2) The employment of synchronizers is recommended as the error-tolerant design technique for mitigating the catastrophic propagation of metastability, as detailed in Section V-A. 3a) However, as portrayed in Table 1 and Figure 17 , the employment of synchronizers increased the chip area, the latency as well as the energy consumption and reduced the throughput. 4a) Therefore, an additional set of EMs may be advocated for enabling the simultaneous decoding of two received frames for the sake of improving the throughput of the STD, as described in Section V-B. 3b) However, observe in Table 1 and Figure 17 in Section VI that the additional set of EMs increased the chip area, the latency and the energy consumption of the design. 4b) Therefore clock gating is proposed in Section V-B for reducing the chip area, latency and energy consumption of the STD. 4c) Additionally, in Section V-C, TFM-based EMs were proposed for reducing the chip area, the latency as well as the energy consumption of the design and for improving both the throughput as well as the BER performance, as portrayed in Table 1 and Figure 17 . 4d) Finally, in Section V-D, pipelining was recommended for further improving the BER performance of the STD in the presence of timing errors, as observed in Figures 21 and 22 .
Building on this, we have characterized the trade-offs among the chip area, energy efficiency, latency, throughput and error correction capabilities of different timing-error tolerant STDs, when they operate at two different nominal supply voltages. Our simulations in Figures 21 and 22 that the proposed STD (TFM-5, 1.20 V, 2.2 ns, 7%) offers the same BER performance as the state-of-the-art STD (SR-1, 1.20 V, 4.0 ns, 0%) design of [36] , despite suffering from power supply variations, while increasing the throughput by a factor of 2.42, reducing the latency by a factor of 0.83 and consuming only 0.25× the energy of that of (SR-1, 1.20 V, 4.0 ns), without increasing the chip area. Furthermore, this trade-off analysis technique may be applied to the design of other timing-error-tolerant iterative decoder implementations in order to determine the most desirable configuration.

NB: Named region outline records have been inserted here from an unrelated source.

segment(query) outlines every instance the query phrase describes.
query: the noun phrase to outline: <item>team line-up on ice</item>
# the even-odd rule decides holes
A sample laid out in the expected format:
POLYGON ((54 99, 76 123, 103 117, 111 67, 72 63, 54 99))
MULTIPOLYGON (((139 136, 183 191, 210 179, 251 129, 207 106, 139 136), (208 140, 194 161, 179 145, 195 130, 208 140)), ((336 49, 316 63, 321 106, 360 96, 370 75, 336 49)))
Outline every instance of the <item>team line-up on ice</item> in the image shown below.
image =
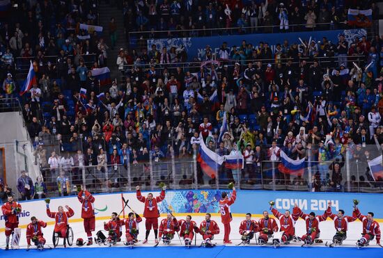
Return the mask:
MULTIPOLYGON (((162 191, 159 195, 155 197, 153 197, 152 193, 148 193, 146 197, 143 196, 140 187, 139 186, 136 187, 136 197, 139 201, 143 202, 145 205, 143 218, 146 219, 146 233, 145 239, 142 243, 143 244, 148 243, 148 237, 153 229, 155 237, 155 246, 159 243, 159 239, 163 244, 169 245, 173 239, 175 234, 177 234, 180 241, 182 239, 185 245, 189 247, 192 244, 194 238, 196 238, 194 239, 194 243, 196 243, 197 234, 198 234, 202 236, 203 239, 201 243, 202 246, 214 246, 215 244, 212 241, 214 239, 214 235, 219 234, 220 229, 218 223, 211 219, 211 214, 210 213, 206 213, 205 220, 198 227, 196 222, 192 220, 191 216, 188 215, 185 219, 178 220, 168 210, 169 213, 166 218, 162 220, 159 224, 158 203, 165 199, 166 194, 166 186, 162 185, 162 191)), ((219 201, 219 213, 224 229, 224 244, 232 243, 229 238, 230 222, 232 220, 230 206, 235 202, 237 197, 235 188, 233 187, 233 184, 229 184, 229 188, 233 189, 230 196, 229 197, 228 193, 224 192, 221 194, 221 199, 219 201)), ((86 191, 84 186, 81 187, 81 191, 79 193, 77 197, 81 205, 81 218, 84 219, 84 227, 88 236, 88 240, 84 241, 81 239, 78 239, 77 244, 78 245, 84 244, 91 245, 93 244, 92 232, 95 229, 93 208, 95 199, 91 193, 86 191)), ((120 214, 113 212, 110 220, 104 223, 104 231, 100 230, 97 232, 96 237, 95 237, 95 241, 97 243, 111 246, 117 242, 121 241, 123 227, 124 226, 125 228, 124 244, 132 247, 138 243, 139 224, 142 222, 142 218, 130 208, 128 204, 129 200, 125 201, 123 197, 123 200, 125 205, 121 212, 125 207, 131 209, 132 212, 128 214, 128 218, 126 219, 120 219, 119 215, 121 212, 120 212, 120 214)), ((73 233, 72 229, 69 227, 68 219, 75 215, 74 211, 66 205, 65 207, 68 211, 65 211, 62 206, 58 207, 56 212, 52 211, 49 209, 49 199, 45 200, 47 215, 55 220, 53 235, 54 245, 57 245, 59 239, 63 239, 64 247, 66 247, 67 243, 68 245, 72 245, 73 233)), ((332 242, 329 243, 330 247, 341 245, 343 241, 347 239, 348 223, 358 219, 362 222, 363 229, 361 237, 356 243, 357 246, 360 248, 368 245, 370 241, 375 239, 377 244, 382 247, 380 225, 377 222, 374 220, 374 213, 370 211, 366 216, 362 215, 357 207, 359 202, 357 200, 354 200, 354 211, 352 216, 345 216, 344 211, 342 209, 339 209, 336 214, 332 213, 331 202, 329 202, 327 209, 322 215, 315 215, 314 212, 305 214, 297 204, 292 209, 292 213, 286 210, 284 213, 281 213, 274 208, 274 201, 270 201, 269 204, 270 205, 269 209, 276 218, 270 218, 269 212, 267 211, 263 211, 263 218, 258 221, 252 220, 251 213, 247 213, 246 219, 241 222, 239 228, 242 241, 241 244, 249 244, 253 239, 255 239, 257 244, 271 244, 274 247, 279 246, 281 243, 287 245, 292 241, 302 241, 303 243, 302 246, 322 243, 320 238, 319 223, 329 218, 334 220, 336 229, 332 242), (306 221, 306 234, 303 236, 297 236, 295 233, 295 222, 299 218, 306 221), (280 228, 276 220, 279 220, 280 228), (257 232, 258 233, 258 238, 257 232)), ((21 229, 18 227, 17 215, 22 211, 21 204, 15 202, 12 196, 8 196, 8 202, 1 207, 1 211, 6 221, 6 250, 9 249, 10 236, 12 236, 11 248, 17 249, 21 237, 21 229)), ((38 249, 42 250, 46 243, 42 229, 47 226, 47 223, 35 216, 31 217, 31 223, 26 227, 26 237, 28 248, 33 244, 38 249)), ((327 243, 326 243, 326 245, 327 245, 327 243)))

We have also proposed modifications to the state-of-theart STD that significantly reduce the average number of DCs required for successfully decoding a frame. This has been achieved with the aid of OR gates for the approximate stochastic addition of BSs, as well as a reduced-complexity TFM and a single output DFF involved for the estimation of the decoded bit, as described in Section VIII. As a result of these modifications, the proposed RLSTD improves the latency, throughput and energy efficiency of the state-of-theart STD by an order of magnitude, without imposing an area extension and without degrading the error correction capabilities of the STD, as shown in Figures 27 and 28 . Our simulations in Figure 29 show that the proposed 50-bit RLSTD exhibits an improved BER, reduces the number of DCs by a factor of 0.035×, the latency by a factor of 0.015× and the energy consumption by a factor of 0.005×, while increasing the throughput 65× and employing only 0.23× the chip area of the state-of-the-art SR-1 [36] . Similar trends were found for the proposed 200-bit RLSTD, which offers a throughput that is 78× the throughput of SR-1. Based on the results presented in Section X, we conclude that the proposed RLSTD is particularly suited for short-frame-length, lowlatency communication systems, such as those required in next-generation MCMTCs.
Finally, our future work will combine the proposed techniques for improving both the timing-error tolerance and the processing latency of the STD. More specifically, we will employ the design flow of Figure 30 for enhancing the robustness of the proposed RLSTD, by determining the causes and effects of timing errors and by applying as well as critically appraising the corresponding error-tolerant design techniques.